Legacy support tools
* Support tool to add imports, and clean up other changes that are required.

Encryption at rest
* Do we need it?
* How do we safetly distrubute the keys with the current system.

Redundancy
* Should we support 3 or more way redundancy?

Clean up query deployment
* Finish the query sets

Better testing
* Regression suite could do with a thorough overhall.
* Ideally some better coverage testing.
* Some queries that can be run as a benchmark for the system speed.
* File spray tests.

Streamed input support in Thor.
* Following on from the discussion with David and Dermot.

SQL interface into the system.
- Could this build on the mapping and joining fields for the roxie browser.
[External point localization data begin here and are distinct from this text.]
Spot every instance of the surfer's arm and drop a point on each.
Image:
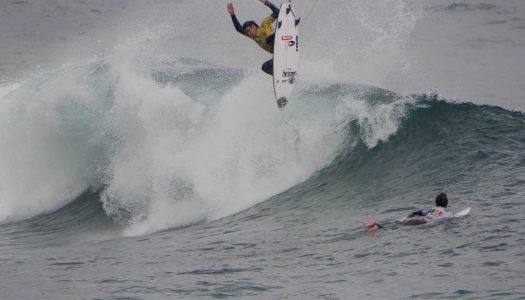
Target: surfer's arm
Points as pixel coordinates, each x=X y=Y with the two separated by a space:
x=274 y=8
x=266 y=26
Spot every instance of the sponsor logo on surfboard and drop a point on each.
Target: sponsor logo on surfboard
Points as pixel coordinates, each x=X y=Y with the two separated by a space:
x=289 y=73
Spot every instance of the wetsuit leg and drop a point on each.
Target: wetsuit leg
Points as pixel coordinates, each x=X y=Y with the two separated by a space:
x=267 y=67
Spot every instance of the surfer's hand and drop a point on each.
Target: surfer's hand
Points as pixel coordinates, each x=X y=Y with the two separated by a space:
x=230 y=8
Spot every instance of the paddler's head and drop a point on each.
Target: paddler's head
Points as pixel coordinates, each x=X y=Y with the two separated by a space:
x=442 y=200
x=371 y=225
x=249 y=28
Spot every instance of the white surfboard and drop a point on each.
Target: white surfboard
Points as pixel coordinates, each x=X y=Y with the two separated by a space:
x=462 y=213
x=285 y=54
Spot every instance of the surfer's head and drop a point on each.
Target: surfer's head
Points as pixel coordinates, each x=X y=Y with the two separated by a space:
x=249 y=28
x=442 y=200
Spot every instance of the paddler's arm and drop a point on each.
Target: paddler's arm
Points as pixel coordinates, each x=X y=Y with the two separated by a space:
x=420 y=213
x=274 y=8
x=236 y=22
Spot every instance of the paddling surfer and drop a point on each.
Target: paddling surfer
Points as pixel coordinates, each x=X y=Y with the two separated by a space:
x=424 y=216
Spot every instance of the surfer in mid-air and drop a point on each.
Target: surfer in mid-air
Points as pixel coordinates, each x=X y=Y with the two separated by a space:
x=263 y=35
x=428 y=215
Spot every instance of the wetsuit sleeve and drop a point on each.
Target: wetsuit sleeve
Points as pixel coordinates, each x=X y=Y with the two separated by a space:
x=236 y=23
x=266 y=26
x=274 y=9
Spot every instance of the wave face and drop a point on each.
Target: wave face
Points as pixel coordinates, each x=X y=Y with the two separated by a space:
x=167 y=140
x=183 y=143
Dali hot/warm failover redundancy

Optimizations
=============
How can we improve the performance of the system

Optimize the complexity of the graphs that are run
* Code generator could track how sort orders are used and optimize the activities generated.

Dynamic resourcing
* Scope for Thor to select different implementations based on input data size.
* Dynamic row caching / combine multiple subgraphs as one.

New activity implementations
* If the data is held on a lustre file system, is there scope for new sort activities?

Reduce data transfer
* Local and remote helpers would significantly reduce the amount of data transferred for roxie keyed joins (and other activities).

Row representation
* More intelligent row serialize/deserialize (e.g. on index read slaves)
* Enable packing/alignment on rows.
* Allow sizes to be separate from their strings/datasets.
* Datasets and strings with smaller record counts.
* Link counted child rows (not just datasets)
* Maxcount(1) optimization
* Link counted strings

Speed up eclcc
* For some queries (e.g., NCF) a large proportion of the development time must be spent compiling and deploying the queries.

BCD library
* Remove the critical section by using a thread variable for the stack
* Improve code for the basic operations.
* Consider switch to a non-stack implementation.

Conditional actions in graphs
* Most of the work has been done for this we should explicitly aim to support and enable it.
* Need to finish WHEN support (e.g., implicit field projection from side-effects).

Graph representation
* Compress it
* Don't include the graphs in the SDS, retrieve from the workunit instead.

Improve implicit field projection
- Currently doesn't optimize nested record structures.

Improve the common sub expression processing in eclcc.

Improve generation of conditional expressions.

Implement costing for expressions and activities
* Would improve whether it was worth reordering, substituting etc.

Variable in <set>
* Should sometimes use a hash table.
* Special case of an associated array [#50371]  E.g., MAP(dataset, { keyed } [,{extra}]);

Fix resourcing of inline datasets
* Currently the CSE for datasets executed within a transform is poor.

Optimize overly conditional code
* Often occurs when converting procedural code to ECL.  Too many guard conditions are added to the ECL.